Abramovitch always knew she wanted to be an entertainment lawyer, but had to jump through hoops to get there. “I was with 26 of the smartest law students from across Canada at the Supreme Court. I had a good resume and good marks, but that was not the way the entertainment world worked. I was initially rejected,” Abramovitch says. “I had a plan B. I qualified at the Quebec bar and clerk ed at the Supreme Court of Canada.”

Abramovitch clerked for the Honourable Mr. Justice Gerard V. La Forest, and met her eventual husband and father of her two children while at the Supreme Court. After this experience, Abramovitch tried again to get into entertainment law without success. “ I didn’t realize the value of networking, I thought it was about statistics, resumes. I got another round of rejections, so I decided to live in Paris. I eventually became disillusioned by the corporate law life,” Abramovitch says. “Michael, my boyfriend of the time was teaching law at King’s College in London UK so we decided let’s move to Toronto.

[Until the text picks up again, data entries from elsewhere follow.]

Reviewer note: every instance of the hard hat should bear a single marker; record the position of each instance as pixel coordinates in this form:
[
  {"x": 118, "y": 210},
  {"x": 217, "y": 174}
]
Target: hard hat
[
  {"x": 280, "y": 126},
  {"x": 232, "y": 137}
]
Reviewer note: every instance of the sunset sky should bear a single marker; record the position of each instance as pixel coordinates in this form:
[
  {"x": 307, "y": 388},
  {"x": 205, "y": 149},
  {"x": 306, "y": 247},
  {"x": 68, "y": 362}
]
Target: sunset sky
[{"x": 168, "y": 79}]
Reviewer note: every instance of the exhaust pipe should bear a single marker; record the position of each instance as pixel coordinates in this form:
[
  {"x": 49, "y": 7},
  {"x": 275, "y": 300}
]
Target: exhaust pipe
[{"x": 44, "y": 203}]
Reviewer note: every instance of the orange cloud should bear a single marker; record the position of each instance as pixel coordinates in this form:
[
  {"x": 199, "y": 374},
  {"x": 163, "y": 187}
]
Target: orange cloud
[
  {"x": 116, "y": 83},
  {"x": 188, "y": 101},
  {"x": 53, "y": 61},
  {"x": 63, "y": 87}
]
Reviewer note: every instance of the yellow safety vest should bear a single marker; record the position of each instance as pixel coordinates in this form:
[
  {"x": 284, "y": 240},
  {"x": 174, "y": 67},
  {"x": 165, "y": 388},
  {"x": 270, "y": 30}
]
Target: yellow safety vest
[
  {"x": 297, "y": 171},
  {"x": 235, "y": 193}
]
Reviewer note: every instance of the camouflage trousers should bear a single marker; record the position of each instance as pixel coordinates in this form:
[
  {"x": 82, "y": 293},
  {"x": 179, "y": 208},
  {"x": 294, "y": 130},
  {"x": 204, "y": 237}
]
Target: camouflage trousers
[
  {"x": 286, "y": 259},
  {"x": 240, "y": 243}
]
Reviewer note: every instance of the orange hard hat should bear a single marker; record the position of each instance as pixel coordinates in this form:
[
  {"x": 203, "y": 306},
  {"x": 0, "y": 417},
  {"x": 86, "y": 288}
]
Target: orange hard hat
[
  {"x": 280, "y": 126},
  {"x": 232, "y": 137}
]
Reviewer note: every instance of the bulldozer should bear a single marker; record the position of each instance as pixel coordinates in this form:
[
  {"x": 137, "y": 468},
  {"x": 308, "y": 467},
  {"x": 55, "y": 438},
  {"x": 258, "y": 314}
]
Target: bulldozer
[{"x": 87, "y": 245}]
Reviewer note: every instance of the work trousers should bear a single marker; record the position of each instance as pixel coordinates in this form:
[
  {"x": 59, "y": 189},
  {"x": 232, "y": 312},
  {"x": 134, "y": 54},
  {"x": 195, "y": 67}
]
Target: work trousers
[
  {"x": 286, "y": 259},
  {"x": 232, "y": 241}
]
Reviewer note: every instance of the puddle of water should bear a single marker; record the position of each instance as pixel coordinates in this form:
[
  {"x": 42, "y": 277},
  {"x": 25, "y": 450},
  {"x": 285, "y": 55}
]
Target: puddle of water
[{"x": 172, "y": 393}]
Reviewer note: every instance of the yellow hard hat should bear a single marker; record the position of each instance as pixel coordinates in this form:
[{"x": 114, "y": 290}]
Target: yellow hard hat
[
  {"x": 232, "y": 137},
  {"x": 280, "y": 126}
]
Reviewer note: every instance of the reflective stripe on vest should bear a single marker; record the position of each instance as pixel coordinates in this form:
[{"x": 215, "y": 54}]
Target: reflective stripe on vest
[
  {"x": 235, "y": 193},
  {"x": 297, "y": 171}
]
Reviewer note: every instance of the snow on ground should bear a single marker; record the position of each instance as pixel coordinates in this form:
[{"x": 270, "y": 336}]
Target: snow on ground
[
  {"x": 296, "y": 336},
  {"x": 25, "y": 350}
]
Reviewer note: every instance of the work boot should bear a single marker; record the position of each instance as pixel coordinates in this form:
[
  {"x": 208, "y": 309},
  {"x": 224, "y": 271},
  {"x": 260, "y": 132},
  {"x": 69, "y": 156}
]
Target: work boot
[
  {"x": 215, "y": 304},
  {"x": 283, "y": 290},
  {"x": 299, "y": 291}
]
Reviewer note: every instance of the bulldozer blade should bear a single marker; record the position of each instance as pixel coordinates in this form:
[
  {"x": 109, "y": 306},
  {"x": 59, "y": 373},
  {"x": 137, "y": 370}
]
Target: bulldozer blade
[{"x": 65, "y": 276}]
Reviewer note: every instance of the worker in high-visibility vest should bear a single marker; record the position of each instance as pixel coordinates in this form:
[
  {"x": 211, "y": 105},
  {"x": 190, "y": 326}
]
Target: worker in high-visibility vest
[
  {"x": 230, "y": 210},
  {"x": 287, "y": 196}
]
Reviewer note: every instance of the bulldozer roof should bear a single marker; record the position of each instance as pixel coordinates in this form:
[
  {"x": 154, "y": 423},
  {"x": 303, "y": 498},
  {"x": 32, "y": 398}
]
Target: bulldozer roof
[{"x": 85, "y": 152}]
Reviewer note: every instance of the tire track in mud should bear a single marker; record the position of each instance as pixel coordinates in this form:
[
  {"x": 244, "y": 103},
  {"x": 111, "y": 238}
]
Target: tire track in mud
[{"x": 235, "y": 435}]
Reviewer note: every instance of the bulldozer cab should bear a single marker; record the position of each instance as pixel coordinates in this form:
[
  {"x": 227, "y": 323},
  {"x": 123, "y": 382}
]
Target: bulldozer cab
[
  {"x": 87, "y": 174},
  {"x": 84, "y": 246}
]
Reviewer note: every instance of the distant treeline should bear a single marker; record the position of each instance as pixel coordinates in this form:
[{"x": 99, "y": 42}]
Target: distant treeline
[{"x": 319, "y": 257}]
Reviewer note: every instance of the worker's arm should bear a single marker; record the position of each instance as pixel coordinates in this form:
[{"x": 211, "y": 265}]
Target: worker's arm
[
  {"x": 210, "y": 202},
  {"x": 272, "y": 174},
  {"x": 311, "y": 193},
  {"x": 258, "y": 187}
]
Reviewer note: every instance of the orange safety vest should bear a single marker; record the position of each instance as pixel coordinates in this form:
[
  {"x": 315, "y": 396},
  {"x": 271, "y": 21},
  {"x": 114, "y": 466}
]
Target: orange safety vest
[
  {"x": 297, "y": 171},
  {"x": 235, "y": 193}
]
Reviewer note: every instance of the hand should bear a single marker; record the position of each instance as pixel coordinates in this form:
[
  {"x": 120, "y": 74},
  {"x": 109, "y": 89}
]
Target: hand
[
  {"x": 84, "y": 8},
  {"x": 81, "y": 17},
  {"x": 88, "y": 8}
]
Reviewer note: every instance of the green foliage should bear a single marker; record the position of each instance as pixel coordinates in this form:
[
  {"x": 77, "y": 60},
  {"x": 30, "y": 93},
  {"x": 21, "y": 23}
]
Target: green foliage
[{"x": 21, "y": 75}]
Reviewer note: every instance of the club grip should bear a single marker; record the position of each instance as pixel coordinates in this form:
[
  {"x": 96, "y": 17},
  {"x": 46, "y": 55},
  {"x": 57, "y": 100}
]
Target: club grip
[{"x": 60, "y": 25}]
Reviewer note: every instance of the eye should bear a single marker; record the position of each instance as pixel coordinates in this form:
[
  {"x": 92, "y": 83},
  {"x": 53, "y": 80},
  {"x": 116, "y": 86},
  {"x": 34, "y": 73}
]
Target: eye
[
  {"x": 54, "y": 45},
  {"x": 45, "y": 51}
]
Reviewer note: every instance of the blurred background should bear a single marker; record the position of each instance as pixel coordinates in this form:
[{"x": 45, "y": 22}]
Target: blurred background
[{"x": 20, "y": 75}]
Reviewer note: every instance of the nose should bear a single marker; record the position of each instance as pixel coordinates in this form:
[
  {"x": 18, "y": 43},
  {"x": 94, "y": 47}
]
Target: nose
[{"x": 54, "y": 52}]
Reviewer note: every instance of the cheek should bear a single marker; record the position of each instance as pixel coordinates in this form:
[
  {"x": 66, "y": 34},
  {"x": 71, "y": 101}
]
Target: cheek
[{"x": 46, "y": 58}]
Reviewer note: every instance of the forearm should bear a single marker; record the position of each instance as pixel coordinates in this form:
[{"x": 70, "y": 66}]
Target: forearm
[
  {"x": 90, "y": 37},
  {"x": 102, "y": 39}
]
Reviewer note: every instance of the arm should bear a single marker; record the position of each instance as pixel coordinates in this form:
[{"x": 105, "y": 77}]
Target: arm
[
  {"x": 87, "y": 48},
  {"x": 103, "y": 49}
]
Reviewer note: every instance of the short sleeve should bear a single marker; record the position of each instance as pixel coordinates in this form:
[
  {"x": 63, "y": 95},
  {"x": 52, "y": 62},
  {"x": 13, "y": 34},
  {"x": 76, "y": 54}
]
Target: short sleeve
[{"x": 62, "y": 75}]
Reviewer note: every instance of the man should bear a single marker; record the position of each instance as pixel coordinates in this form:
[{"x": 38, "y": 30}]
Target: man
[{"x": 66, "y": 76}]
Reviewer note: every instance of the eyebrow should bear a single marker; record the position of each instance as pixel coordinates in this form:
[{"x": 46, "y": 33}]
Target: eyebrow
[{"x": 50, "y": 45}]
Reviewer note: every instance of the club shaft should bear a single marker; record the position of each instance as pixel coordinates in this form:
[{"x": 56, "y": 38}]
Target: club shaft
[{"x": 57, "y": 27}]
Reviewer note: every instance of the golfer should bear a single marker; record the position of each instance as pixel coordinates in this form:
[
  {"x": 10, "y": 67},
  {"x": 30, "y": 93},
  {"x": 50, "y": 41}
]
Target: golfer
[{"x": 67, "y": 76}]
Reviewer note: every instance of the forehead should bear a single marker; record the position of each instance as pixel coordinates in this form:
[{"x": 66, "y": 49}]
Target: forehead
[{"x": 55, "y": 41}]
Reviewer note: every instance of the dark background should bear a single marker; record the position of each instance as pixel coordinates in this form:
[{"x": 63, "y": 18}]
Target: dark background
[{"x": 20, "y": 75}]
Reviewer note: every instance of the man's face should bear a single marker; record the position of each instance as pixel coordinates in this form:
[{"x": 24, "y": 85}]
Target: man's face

That is when the entertainment law doors started opening for me. I am assuming it is because I had a few years of corporate law experience under my belt.”

In 1997, Abramovitch paired up with President of Music Canada, Graham Henderson, and Executive Producer of Degrassi, Stephen Stohn, and opened Stohn, Henderson, a boutique entertainment law firm in Toronto. “We were at King and Dufferin in the Toronto Carpet Factory, built it into a law office and it became an entertainment law boutique. I later inherited the practice and became the managing partner,” Abramovitch says. “In 2001, I got pregnant with my daughter and born in July 2002. I was managing the firm and I had to deal with everything. It was becoming too much particularly because I was pregnant.” Abramovitch dissolved the firm and now runs the entertainment law department at major law firm Gowling WLG, which she feels is a perfect fit for her.

Abramovitch is passionate about educating future entertainment lawyers and helping young women and men to become successful in law. “The most important thing is the relationship. It is about nurturing relationships with colleagues and clients,” Abramovitch says. She is the program director for Osgoode Hall Law School’s Continuing Legal Education Certificate in Entertainment Law and is a former lecturer in entertainment law at McGill University’s faculty of Law. She is also a member of the board of governors of the Corporation of Massey Hall and Roy Thomson Hall.

Abramovitch won the 2014 Lexpert Zenith award, a prestigious award given to Canadian lawyers. Abramovitch is proud to be recognized as a top woman lawyer in Canada, but also believes in helping everyone grow in their career. “I don’t view myself as helping women vs. men. When anyone is interested in entertainment law, I always sit down and talk about my experience,” Abramovitch says. “If women want to talk about frustrations about being a woman lawyer, I don’t believe in being victimized. I believe in productivity and that is how I help people.”

When Abramovitch isn’t working, she loves to cook, eat healthy food, work out, and go to her cottage. She has two kids and is looking forward to celebrating her son’s Bar Mitzvah in June. Abramovitch is also on good terms with now ex-husband Michael Bryant and even negotiated his book contract after the divorce for his book 28 Seconds: A True Story of Addiction, Tragedy, and Hope.

Abramovitch sets the bar on how to succeed in entertainment law. Her teachings on the importance of networking and building relationships are irreplaceable and her valuable experience and tenacity makes her one of the top lawyer in Canada.